US Supreme Court in the case of Young v. United States ex rel. Vuitton et Fils S.A., 1987 SCC OnLine US SC 95, it is ruled as under;
“ A concern for actual prejudice in such circumstances misses the point, for what is at stake is the public perception of the integrity of our criminal justice system. “[J]ustice must satisfy the appearance of justice,” Offutt, supra, 348 U.S., at 14, 75 S.Ct., at 13, and a prosecutor with conflicting loyalties presents the appearance of precisely the opposite. ”
It has also been recognized that the defendant in criminal contempt proceedings is entitled to a public trial before an unbiased judge. [ In re Oliver, 333 U.S. 257, 68 S.Ct. 499, 92 L.Ed. 682 (1948); Offutt v. United States, 348 U.S. 11, 75 ]

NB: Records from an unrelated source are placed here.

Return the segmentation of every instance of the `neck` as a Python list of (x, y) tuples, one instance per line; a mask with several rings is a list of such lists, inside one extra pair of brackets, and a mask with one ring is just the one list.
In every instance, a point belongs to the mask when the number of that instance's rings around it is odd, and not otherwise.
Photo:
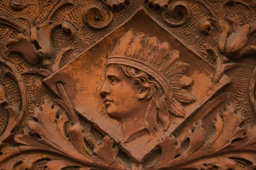
[(143, 115), (143, 116), (139, 117), (130, 116), (126, 117), (121, 120), (123, 124), (123, 128), (124, 136), (124, 140), (125, 142), (132, 141), (136, 138), (142, 136), (145, 134), (149, 133), (148, 130), (146, 128), (145, 123), (145, 113), (133, 113), (130, 115)]

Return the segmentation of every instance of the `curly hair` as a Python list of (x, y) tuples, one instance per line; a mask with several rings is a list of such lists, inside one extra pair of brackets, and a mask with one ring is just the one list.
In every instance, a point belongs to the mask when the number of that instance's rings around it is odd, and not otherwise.
[(159, 96), (162, 90), (159, 84), (151, 75), (133, 67), (121, 65), (116, 65), (128, 77), (131, 78), (133, 87), (140, 92), (147, 91), (146, 99), (149, 100), (154, 95)]

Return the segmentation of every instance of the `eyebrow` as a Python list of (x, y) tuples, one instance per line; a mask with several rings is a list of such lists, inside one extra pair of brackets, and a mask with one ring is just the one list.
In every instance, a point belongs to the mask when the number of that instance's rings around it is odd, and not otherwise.
[(107, 73), (106, 74), (105, 76), (108, 78), (114, 77), (119, 78), (119, 77), (118, 75), (113, 73)]

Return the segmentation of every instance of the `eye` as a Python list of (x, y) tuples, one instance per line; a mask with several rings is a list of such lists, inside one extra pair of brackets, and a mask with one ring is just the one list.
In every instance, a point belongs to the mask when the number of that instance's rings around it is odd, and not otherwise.
[(118, 81), (117, 80), (113, 77), (112, 77), (110, 80), (110, 82), (111, 84), (113, 84), (115, 83), (117, 83), (119, 82), (119, 81)]

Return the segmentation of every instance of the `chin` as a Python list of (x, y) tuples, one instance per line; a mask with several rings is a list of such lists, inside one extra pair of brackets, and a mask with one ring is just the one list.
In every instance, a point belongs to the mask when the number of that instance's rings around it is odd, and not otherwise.
[(116, 112), (116, 111), (113, 110), (111, 109), (109, 109), (109, 108), (107, 108), (107, 114), (109, 116), (116, 119), (120, 118), (120, 113)]

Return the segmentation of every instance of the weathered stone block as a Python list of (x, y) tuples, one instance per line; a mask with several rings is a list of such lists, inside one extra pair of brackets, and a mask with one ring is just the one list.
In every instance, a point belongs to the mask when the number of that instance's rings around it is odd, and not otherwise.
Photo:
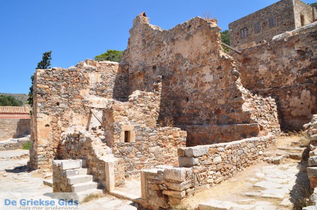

Three Judge Bench in Krishnadatt Awasthy v. State of M.P., (2025) 7 SCC 545, ruled as under;
27. The principle of nemo judex causa sua found its origin in English law. In Dimes v. Grand Junction Canal [Dimes v. Grand Junction Canal, (1852) 3 HLC 759 : 10 ER 301] , the House of Lords in a case concerning pecuniary interest observed that the rule against bias extends not only to actual bias but also to the appearance of bias. This principle was later extended to other forms of interest in R v. Sussex Justices [R v. Sussex Justices, (1924) 1 KB 256] where it was held that “even a suspicion that there has been improper interference with the course of justice”, would lead to the vitiation of proceedings. Lord Hewart noted that it is of fundamental importance that justice should not only be done, but should manifestly and undoubtedly be seen to be done. Lord Denning in Metropolitan Properties Co. (FGC) Ltd. v. Lannon [Metropolitan Properties Co. (FGC) Ltd. v. Lannon, (1969) 1 QB 577 : (1968) 3 WLR 694 (CA)] noted that, “if right-minded, in the circumstances, there was a real likelihood of bias on his part, he should not sit. And if he does sit, his decision does not stand”. It was further held that: (Lannon case [Metropolitan Properties Co. (FGC) Ltd. v. Lannon, (1969) 1 QB 577 : (1968) 3 WLR 694 (CA)] , QB p. 599)
“… there must be circumstances from which a reasonable man would think it likely or probable that the Justice, or Chairman as the case may be, would, or did, favour one side at the expense of the other.”